The research in question showed that rotenone was able to produce Parkinson's disease in rats when it was administered via injected in low doses. Except that most rats - and humans -- do not willingly undertake direct injections of any sort of pesticide, natural or not. So the results and their applicability to human health remain controversial.
But, rats are one of the --albeit blurry -- windows on long-term human health effects. So are natural pesticides potentially dangerous?
In the fall of 1998, Dr. Arpad Pusztai of the U.K. told television interviewers that a handful of rats feed genetically-engineered and conventional potatoes displayed some differences; differences that soon became a mantra for many around the globe, including journalists, as evidence of hypothetical danger associated with genetically-engineered crops.
Yet all the experiments really proved were that rats don't like potatoes.

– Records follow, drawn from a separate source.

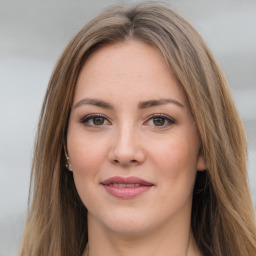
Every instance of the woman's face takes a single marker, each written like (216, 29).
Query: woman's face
(132, 141)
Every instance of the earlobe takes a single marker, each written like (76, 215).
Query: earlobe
(201, 165)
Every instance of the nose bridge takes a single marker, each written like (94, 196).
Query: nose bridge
(126, 147)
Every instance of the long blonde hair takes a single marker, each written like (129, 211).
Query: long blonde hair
(222, 220)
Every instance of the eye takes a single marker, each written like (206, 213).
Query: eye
(160, 120)
(94, 120)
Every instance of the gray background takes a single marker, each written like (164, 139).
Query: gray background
(32, 36)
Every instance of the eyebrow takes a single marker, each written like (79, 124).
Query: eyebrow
(141, 105)
(153, 103)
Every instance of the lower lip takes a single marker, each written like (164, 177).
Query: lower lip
(126, 193)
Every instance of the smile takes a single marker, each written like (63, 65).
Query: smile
(126, 187)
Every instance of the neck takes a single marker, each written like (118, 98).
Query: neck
(159, 242)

On the other hand, the experiments flagging the possible dangers of rotenone, which has been marketed and used in the public domain for many decades as a so-called natural pesticide and is used (but not very widely) by organic growers and in a variety of commercial garden and animal-care products, barely stirred the interest of journalists.
Why was it that one story received so much more attention than the other? Was it that in the case of Dr. Pusztai's rats that opponents of so-called genetically modified or GM food (of who the loudest often tend to be connected to the organic food movement) pushed and promoted the story for their own cause? After all, if conventional foods are deemed safe for both people and the environment, then in the absence of a media flurry, why would consumers pay more for hypothetical benefits?
The same media forces that propelled Dr. Pusztai's rats to mainstream conversation have been largely silent when it comes to the rotenone rats. Is it possible that as the organic movement uses rotenone itself that they are choosing to remain quite on this occasion? Surely this action (or lack thereof) brings to light a severe case of double standards. For example we have yet to see the Greenpeace press release condemning organic farmers for using rotenone and demanding the immediate removal of the approximately 680 rotenone-containing products from the supermarket shelves.
The latest findings about rotenone, which need to be confirmed, underscore a fundamental approach that North American regulators have taken to a variety of products, including geneticaly-engineered foods: that is, that nature is not benign, and regardless of the process used to create new foods -- be it genetic engineering, conventional breeding, and a whole host of powerful techniques in between, the end-product needs to undergo a scientifically valid safety assessments. And natural does not automatically mean safe.
Shane Morris is a research assistant and Douglas Powell is an assistant professor with the Centre for Safe Food at the University of Guelph.